- Native name: يعقوب جوزيف شامي
- Church: Syriac Catholic Church
- Appointed: 12 May 2022
- Installed: 18 June 2022
- Predecessor: Jacques Behnan Hindo
- Other post: Patriarchal Administrator of Hasakah–Nisibis (2019–2022)

Orders
- Ordination: 21 June 1987
- Consecration: 18 June 2022 by Ignatius Joseph III Yonan

Personal details
- Born: Joseph Abdel-Jalil Chami 15 August 1959 (age 67) Hassaké, Syria
- Education: Holy Spirit University of Kaslik

= Yacoub Joseph Chami =

Syriac Catholic archbishop (born 1959)

Yaqoub Joseph Abdel-Jalil Chami (born 15 August 1959) is a Syrian Syriac Catholic hierarch, who has served as the Archbishop of Hasakah–Nisibis since 2022.

== Biography ==
Joseph Chami was born in Hassaké, Syria, in 1959. In 1972, he entered the Minor Seminary and completed his ecclesiastical studies in 1982 at the Holy Spirit University of Kaslik.

He was ordained a priest on 21 June 1987 for the Syriac Catholic Patriarchal Eparchy of Beirut. Following his ordination, he served in various pastoral roles, including parish priest of the Cathedral of Hassaké and as a judicial vicar. He later served as the patriarchal administrator of the Archeparchy since 31 October 2019, following the retirement of Archbishop Jacques Behnan Hindo in 2019.

=== Episcopal Ministry ===
On 12 May 2022, after election by the Synod of the Syriac Catholic Church and confirmation by Pope Francis, he was appointed Archbishop of the Syriac Catholic Archeparchy of Hasakah-Nisibis. He was consecrated and enthroned on 18 June 2022 by Patriarch Ignatius Joseph III Yonan, taking the episcopal name Yaqoub.
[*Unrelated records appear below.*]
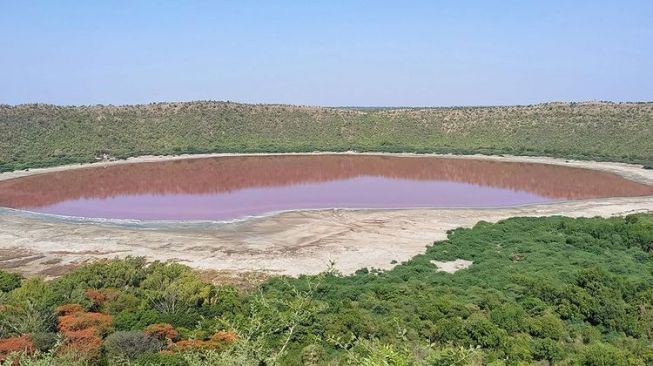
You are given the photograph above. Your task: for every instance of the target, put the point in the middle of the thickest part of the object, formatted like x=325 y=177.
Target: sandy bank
x=289 y=243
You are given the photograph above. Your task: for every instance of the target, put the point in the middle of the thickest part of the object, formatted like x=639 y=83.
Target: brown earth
x=287 y=243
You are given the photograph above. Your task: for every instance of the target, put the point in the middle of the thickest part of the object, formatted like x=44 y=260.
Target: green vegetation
x=44 y=135
x=541 y=290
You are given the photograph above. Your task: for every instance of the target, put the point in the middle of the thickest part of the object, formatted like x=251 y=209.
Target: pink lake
x=226 y=188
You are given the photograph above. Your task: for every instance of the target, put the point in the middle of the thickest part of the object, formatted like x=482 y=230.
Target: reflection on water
x=231 y=187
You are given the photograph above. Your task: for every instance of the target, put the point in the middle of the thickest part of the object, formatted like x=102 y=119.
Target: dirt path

In 2024, Chami announced that the Christian community in the region would not participate in municipal elections, citing concerns over the legal framework and the controversial nature of the electoral process in a conflict zone. He remains an active member of the annual synods of the Syriac Catholic Church.